NEW YORK (CNN/Money) -
A bestseller advocating radical tax reform contains a critical flaw that misleads readers, according to a report in the October issue of MONEY Magazine.
The "Fair Tax" movement is based on the idea that most federal taxes, including Social Security and payroll taxes, should be eliminated and replaced instead with a consumption tax on retail goods and services.
Supporters of the Fair Tax plan, which was designed by a group called the Americans for Fair Taxation, maintain that this method of taxation makes saving and investing more attractive and would spur economic growth. They also claim it would simplify the tax code.
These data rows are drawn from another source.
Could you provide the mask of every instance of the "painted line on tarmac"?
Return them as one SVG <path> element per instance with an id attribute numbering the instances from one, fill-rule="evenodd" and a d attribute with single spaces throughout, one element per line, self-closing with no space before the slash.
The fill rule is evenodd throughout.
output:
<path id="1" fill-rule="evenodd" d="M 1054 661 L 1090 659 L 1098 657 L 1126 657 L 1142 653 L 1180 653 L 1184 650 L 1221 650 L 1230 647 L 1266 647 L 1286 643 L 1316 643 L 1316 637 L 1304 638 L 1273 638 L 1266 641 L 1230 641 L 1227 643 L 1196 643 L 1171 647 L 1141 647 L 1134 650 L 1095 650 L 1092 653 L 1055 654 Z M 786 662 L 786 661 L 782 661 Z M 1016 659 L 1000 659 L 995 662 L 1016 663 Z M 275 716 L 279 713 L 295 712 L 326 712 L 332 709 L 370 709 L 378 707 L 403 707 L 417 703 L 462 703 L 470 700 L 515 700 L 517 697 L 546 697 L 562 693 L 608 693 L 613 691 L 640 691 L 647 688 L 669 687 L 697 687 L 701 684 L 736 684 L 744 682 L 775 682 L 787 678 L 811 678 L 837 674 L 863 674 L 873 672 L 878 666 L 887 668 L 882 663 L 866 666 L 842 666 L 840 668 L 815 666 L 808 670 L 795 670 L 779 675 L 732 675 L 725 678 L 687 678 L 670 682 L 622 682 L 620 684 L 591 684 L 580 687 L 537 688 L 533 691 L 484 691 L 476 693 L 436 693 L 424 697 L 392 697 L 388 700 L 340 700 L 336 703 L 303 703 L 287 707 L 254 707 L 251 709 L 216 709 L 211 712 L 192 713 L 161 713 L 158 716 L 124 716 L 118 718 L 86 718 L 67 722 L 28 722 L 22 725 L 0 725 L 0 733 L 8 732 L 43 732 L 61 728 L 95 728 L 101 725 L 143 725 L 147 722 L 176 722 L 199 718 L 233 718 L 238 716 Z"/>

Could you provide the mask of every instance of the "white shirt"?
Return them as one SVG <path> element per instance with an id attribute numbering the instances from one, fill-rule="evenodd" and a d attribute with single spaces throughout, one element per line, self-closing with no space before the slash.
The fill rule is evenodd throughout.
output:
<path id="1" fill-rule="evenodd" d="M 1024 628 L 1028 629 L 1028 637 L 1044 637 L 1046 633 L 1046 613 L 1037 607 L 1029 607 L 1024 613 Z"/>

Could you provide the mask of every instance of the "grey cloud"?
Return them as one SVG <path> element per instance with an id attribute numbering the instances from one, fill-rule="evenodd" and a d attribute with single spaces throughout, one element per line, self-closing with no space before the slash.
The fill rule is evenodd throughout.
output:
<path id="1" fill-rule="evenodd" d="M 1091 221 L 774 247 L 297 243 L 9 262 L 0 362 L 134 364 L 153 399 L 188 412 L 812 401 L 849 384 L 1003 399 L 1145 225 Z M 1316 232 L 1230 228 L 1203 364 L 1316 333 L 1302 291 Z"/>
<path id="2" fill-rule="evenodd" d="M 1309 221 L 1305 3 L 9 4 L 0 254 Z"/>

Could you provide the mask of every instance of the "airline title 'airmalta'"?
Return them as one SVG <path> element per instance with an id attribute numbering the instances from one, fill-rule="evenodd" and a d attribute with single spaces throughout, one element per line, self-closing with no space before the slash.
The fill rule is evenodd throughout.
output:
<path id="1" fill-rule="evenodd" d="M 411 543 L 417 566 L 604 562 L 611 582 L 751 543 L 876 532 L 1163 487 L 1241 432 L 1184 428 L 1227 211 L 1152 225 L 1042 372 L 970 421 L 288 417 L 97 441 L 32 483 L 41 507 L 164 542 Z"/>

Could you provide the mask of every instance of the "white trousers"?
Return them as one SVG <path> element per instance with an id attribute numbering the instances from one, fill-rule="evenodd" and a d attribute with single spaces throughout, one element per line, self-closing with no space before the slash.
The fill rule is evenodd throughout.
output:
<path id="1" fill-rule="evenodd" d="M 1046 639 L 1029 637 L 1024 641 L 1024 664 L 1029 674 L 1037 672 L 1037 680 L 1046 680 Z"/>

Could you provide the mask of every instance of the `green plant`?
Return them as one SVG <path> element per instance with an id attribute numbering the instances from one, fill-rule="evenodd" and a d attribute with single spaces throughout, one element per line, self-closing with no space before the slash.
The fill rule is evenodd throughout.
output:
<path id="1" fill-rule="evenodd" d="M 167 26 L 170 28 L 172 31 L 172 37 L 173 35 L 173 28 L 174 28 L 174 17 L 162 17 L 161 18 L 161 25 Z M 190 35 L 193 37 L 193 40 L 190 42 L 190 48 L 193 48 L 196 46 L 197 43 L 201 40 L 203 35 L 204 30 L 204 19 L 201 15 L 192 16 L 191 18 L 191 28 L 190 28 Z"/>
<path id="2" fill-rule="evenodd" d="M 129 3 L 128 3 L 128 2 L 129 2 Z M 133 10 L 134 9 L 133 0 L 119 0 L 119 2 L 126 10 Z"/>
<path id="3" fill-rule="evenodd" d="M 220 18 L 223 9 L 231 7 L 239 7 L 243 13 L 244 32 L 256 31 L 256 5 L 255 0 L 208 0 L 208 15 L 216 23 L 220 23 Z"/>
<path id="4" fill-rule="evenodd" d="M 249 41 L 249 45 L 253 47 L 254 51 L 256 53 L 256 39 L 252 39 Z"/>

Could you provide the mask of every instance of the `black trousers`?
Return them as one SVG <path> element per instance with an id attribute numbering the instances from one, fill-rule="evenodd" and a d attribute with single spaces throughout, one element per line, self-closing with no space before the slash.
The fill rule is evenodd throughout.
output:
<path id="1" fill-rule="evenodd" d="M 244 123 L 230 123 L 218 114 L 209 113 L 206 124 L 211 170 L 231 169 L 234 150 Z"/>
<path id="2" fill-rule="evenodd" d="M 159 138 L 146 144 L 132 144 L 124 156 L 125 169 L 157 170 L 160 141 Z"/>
"The Fair Tax Book," which argues the benefits of the plan, has been a New York Times bestseller since hitting bookshelves in August. But the book's authors, Republican Congressman John Linder of Georgia and conservative radio host Neal Boortz, make a critical mistake in their supporting argument, according to MONEY.
Boortz and Linder argue that individuals would be better off following a switch from an income-tax structure to a national sales tax in part because they would pocket 100 percent of their paychecks.
While consumers would pay a federal sales tax on purchased items, the authors argue that prices at the store would stay the same. The reason: everyone involved in the process of production would no longer be paying taxes, so they could charge less for their goods and labor.
If true, that would mean a dramatic increase in Americans' purchasing power.
But, according to the MONEY report, the book fails to make clear that, in order for pre-tax prices to fall so sharply, companies would also have to cut wages they pay.
"Sure, you'd get to 'keep 100 percent of your paycheck,' as Boortz and Linder repeatedly write, but it would be a smaller paycheck," MONEY senior editor Pat Regnier writes. "That's kind of a big thing to leave out."
According to the report, Boortz denied that "The Fair Tax Book" intentionally overpromises, but admitted that the matter is confusing and that future printings will include a correction.
A national sales tax proposal is likely to be under consideration by a presidential panel organized to present plans for income tax reform.